Proper deployment of the RiverGen microservices and agent pipeline requires the following dependencies:

ToolVersionPurpose
Docker24+Container runtime
Docker Compose2.20+Multi-service orchestration
Python3.12+PSA service, TLO gateway, backend
Node.js20+Frontend
pnpm9+Frontend package manager
Git2.40+Version control

Implementation Phases

The RiverGen Intelligence Stack is implemented in phases. Each phase adds new capabilities without re-architecture.

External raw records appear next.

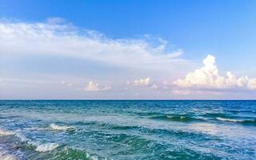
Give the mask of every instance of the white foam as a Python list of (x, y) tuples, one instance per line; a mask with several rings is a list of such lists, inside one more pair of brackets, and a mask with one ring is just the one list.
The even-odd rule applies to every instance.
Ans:
[(10, 153), (8, 153), (7, 150), (0, 148), (0, 159), (1, 160), (16, 160), (17, 158), (15, 155), (13, 155)]
[(14, 135), (14, 134), (15, 134), (12, 131), (0, 129), (0, 136)]
[(216, 118), (216, 119), (218, 119), (219, 121), (227, 121), (227, 122), (242, 122), (242, 120), (224, 118)]
[(46, 152), (54, 150), (58, 146), (58, 144), (54, 142), (45, 143), (37, 146), (35, 149), (38, 152)]
[(54, 123), (50, 124), (50, 127), (52, 130), (67, 130), (74, 129), (74, 127), (73, 127), (73, 126), (58, 126), (58, 125), (56, 125), (56, 124), (54, 124)]
[(1, 160), (16, 160), (17, 158), (13, 154), (0, 153), (0, 159)]

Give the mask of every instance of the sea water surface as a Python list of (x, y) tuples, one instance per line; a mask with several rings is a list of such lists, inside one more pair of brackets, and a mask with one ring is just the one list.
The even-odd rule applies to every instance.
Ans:
[(0, 101), (0, 159), (256, 159), (256, 101)]

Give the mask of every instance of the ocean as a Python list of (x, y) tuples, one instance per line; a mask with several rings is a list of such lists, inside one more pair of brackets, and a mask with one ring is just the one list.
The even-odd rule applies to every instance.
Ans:
[(0, 159), (256, 159), (256, 101), (0, 101)]

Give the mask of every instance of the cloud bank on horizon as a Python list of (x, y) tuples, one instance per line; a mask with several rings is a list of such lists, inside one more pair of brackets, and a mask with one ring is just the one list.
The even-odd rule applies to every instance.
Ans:
[(178, 79), (174, 85), (182, 88), (199, 89), (228, 89), (234, 87), (246, 87), (249, 90), (256, 89), (256, 78), (249, 78), (247, 76), (237, 78), (228, 71), (226, 76), (219, 74), (215, 64), (215, 58), (208, 54), (203, 60), (204, 66), (188, 73), (184, 79)]
[[(170, 52), (167, 50), (167, 42), (162, 38), (156, 39), (157, 43), (152, 44), (143, 38), (110, 38), (97, 31), (78, 28), (60, 18), (48, 19), (46, 22), (0, 22), (2, 58), (55, 55), (98, 62), (112, 66), (114, 69), (127, 68), (131, 73), (137, 71), (141, 73), (141, 75), (134, 76), (130, 72), (124, 78), (126, 81), (118, 80), (117, 78), (122, 76), (116, 73), (114, 76), (106, 78), (104, 83), (102, 79), (93, 79), (91, 76), (94, 74), (86, 74), (85, 75), (86, 80), (80, 80), (79, 82), (82, 83), (80, 86), (76, 84), (76, 77), (69, 77), (69, 82), (58, 79), (57, 81), (62, 82), (62, 84), (74, 89), (71, 90), (74, 98), (76, 98), (75, 92), (78, 90), (102, 93), (99, 94), (100, 97), (97, 97), (98, 98), (104, 97), (104, 93), (112, 94), (111, 98), (114, 98), (119, 96), (120, 92), (127, 92), (127, 94), (124, 94), (120, 98), (134, 98), (131, 95), (138, 95), (136, 97), (138, 98), (179, 98), (173, 95), (187, 95), (188, 97), (185, 98), (190, 98), (191, 94), (219, 95), (232, 89), (236, 89), (238, 92), (256, 90), (256, 78), (250, 78), (248, 76), (238, 78), (230, 71), (226, 75), (222, 75), (215, 64), (215, 57), (211, 54), (208, 54), (203, 60), (202, 67), (188, 73), (184, 78), (177, 79), (176, 78), (181, 77), (182, 74), (178, 76), (174, 75), (171, 69), (176, 66), (176, 70), (182, 70), (181, 66), (190, 66), (192, 64), (191, 61), (181, 58), (183, 54), (182, 49)], [(69, 66), (68, 62), (66, 66)], [(100, 69), (98, 70), (105, 70), (102, 66), (98, 67)], [(4, 72), (8, 73), (8, 70)], [(162, 77), (166, 79), (156, 76), (156, 74), (160, 72), (162, 72), (162, 74), (164, 74)], [(11, 74), (11, 73), (8, 74), (9, 77)], [(131, 79), (132, 78), (130, 78), (131, 76), (135, 77), (134, 79), (127, 80)], [(15, 81), (13, 79), (14, 78), (1, 78), (2, 90), (11, 91), (18, 90), (10, 89), (12, 87), (10, 83), (16, 82), (16, 85), (18, 86), (18, 82), (20, 83), (22, 82), (18, 80), (18, 77), (16, 77)], [(56, 79), (53, 78), (50, 78), (49, 81), (56, 82)], [(6, 82), (10, 85), (6, 85), (7, 83), (5, 83)], [(44, 87), (46, 86), (47, 87), (47, 86)], [(49, 88), (50, 92), (54, 92), (54, 89), (51, 90), (50, 86)], [(70, 90), (71, 89), (69, 89), (67, 94), (70, 92)], [(23, 92), (26, 92), (26, 89)], [(148, 94), (146, 97), (139, 97), (140, 94), (138, 94), (139, 92)], [(0, 94), (2, 97), (8, 98), (4, 92)], [(79, 96), (79, 98), (87, 98), (86, 95)]]

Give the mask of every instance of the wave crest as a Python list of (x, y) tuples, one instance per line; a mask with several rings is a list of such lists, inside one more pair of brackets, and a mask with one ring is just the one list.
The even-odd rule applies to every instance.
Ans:
[(58, 146), (58, 144), (54, 142), (45, 143), (37, 146), (35, 149), (38, 152), (46, 152), (54, 150)]
[(14, 135), (14, 134), (15, 134), (12, 131), (0, 129), (0, 136)]
[(58, 126), (54, 123), (50, 125), (51, 130), (74, 130), (74, 126)]

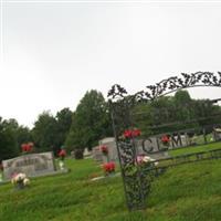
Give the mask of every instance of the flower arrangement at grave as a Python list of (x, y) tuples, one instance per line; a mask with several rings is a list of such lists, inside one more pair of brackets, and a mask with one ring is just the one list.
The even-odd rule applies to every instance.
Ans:
[(136, 159), (136, 164), (138, 166), (146, 166), (146, 165), (157, 166), (158, 165), (158, 162), (155, 159), (146, 155), (138, 155)]
[(162, 145), (165, 145), (165, 146), (169, 146), (169, 143), (170, 143), (169, 136), (168, 136), (168, 135), (164, 135), (164, 136), (161, 137), (161, 143), (162, 143)]
[(27, 177), (25, 173), (19, 172), (14, 173), (11, 178), (11, 183), (14, 185), (18, 189), (23, 189), (30, 185), (30, 179)]
[(139, 137), (141, 135), (140, 129), (126, 129), (123, 134), (125, 139), (131, 139), (131, 138), (136, 138)]
[(101, 149), (101, 151), (102, 151), (103, 155), (105, 155), (105, 156), (108, 155), (108, 148), (107, 148), (106, 145), (102, 145), (99, 149)]
[(34, 144), (33, 143), (28, 143), (28, 144), (22, 144), (21, 145), (21, 150), (23, 154), (31, 152), (33, 150)]
[(105, 176), (108, 176), (110, 173), (114, 173), (115, 172), (115, 162), (113, 161), (109, 161), (109, 162), (105, 162), (103, 165), (103, 170), (105, 172)]

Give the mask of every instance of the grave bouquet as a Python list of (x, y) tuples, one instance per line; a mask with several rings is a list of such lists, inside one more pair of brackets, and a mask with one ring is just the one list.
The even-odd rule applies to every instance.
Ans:
[(135, 137), (139, 137), (141, 135), (141, 131), (139, 129), (126, 129), (123, 134), (125, 139), (131, 139)]
[(104, 172), (106, 176), (115, 172), (115, 164), (113, 161), (109, 161), (109, 162), (105, 162), (103, 165), (103, 169), (104, 169)]
[(161, 143), (165, 145), (165, 146), (169, 146), (169, 143), (170, 143), (170, 138), (168, 135), (164, 135), (161, 137)]
[(61, 150), (59, 152), (59, 157), (60, 157), (59, 167), (61, 170), (64, 170), (65, 169), (64, 159), (66, 157), (66, 150), (64, 149), (64, 147), (61, 148)]
[(101, 151), (103, 152), (103, 155), (108, 155), (107, 146), (105, 146), (105, 145), (101, 146)]
[(30, 185), (30, 179), (27, 177), (25, 173), (19, 172), (12, 176), (11, 182), (18, 189), (23, 189), (24, 187)]
[(21, 145), (21, 150), (23, 154), (31, 152), (33, 150), (34, 144), (33, 143), (28, 143), (28, 144), (22, 144)]
[(139, 155), (139, 156), (137, 156), (137, 165), (139, 165), (139, 166), (144, 166), (144, 165), (157, 166), (158, 162), (149, 156)]

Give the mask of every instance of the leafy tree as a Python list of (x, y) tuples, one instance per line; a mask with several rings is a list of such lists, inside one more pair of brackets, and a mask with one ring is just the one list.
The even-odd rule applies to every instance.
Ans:
[(18, 146), (21, 147), (22, 144), (33, 141), (31, 131), (28, 127), (19, 126), (17, 129), (17, 141)]
[(56, 145), (55, 152), (59, 152), (59, 149), (64, 145), (67, 134), (72, 125), (72, 112), (70, 108), (63, 108), (56, 113)]
[(107, 104), (102, 93), (86, 92), (73, 114), (72, 126), (65, 145), (71, 149), (92, 148), (110, 134), (110, 119)]
[(15, 119), (2, 120), (0, 117), (0, 161), (15, 157), (19, 154), (17, 127)]
[(57, 144), (56, 131), (56, 119), (49, 112), (43, 112), (39, 115), (32, 129), (35, 148), (39, 151), (54, 150)]

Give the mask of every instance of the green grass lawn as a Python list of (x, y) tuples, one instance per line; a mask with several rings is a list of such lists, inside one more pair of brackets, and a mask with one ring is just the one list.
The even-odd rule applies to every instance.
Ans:
[(71, 172), (32, 179), (24, 190), (0, 186), (0, 221), (220, 221), (221, 160), (168, 169), (152, 182), (147, 209), (128, 212), (120, 177), (92, 159), (66, 160)]

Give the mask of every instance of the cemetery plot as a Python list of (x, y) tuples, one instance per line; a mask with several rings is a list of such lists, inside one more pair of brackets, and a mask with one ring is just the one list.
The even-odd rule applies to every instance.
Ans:
[[(171, 149), (221, 138), (221, 108), (213, 105), (219, 99), (192, 101), (188, 92), (180, 91), (197, 86), (221, 87), (221, 73), (182, 73), (180, 77), (162, 80), (134, 95), (128, 95), (117, 84), (109, 91), (113, 129), (129, 210), (146, 207), (154, 170), (160, 173), (165, 168), (180, 164), (220, 159), (221, 148), (178, 157), (164, 155)], [(165, 96), (173, 92), (175, 97)], [(140, 167), (139, 157), (154, 154), (155, 162), (159, 165), (148, 162)]]

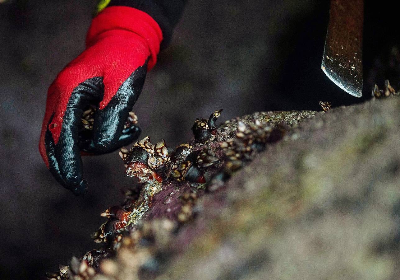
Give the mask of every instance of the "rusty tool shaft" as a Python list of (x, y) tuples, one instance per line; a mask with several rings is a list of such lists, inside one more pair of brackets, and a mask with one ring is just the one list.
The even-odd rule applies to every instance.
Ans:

PhaseWhat ShipsDomain AgentsAI Services
Phase 1 (Current)PSA agentic orchestrator: NL-to-action via tool-calling loop for queries, CRUD, governance, discovery, write-back, administration.PSARiverPlan (partial), RiverGuard (partial), RiverSemantic (partial), RiverViz (partial)
Phase 2Multi-source federation, enhanced write-back with preview / approval / rollback.PSA + federation + write safety toolsRiverOptimize (initial), RiverCore (multi-provider)
Phase 3Model Studio, Decision Intelligence.MSA, DIARiverDecide, RiverLearn (initial)
Phase 4Full governance automation, operational workflows.GA, OSARiverObserve, RiverLearn (full)

Environment Variables

PSA Service (Dynamic Orchestrator)

Provisional setup: The PSA service (rgen-repo-ai) is being redesigned as a complete dynamic orchestrator with tool-calling. It can perform any action the user can do via the UI -- queries, CRUD, governance, write-back, etc. The setup steps below are provisional and will be updated as the redesign progresses.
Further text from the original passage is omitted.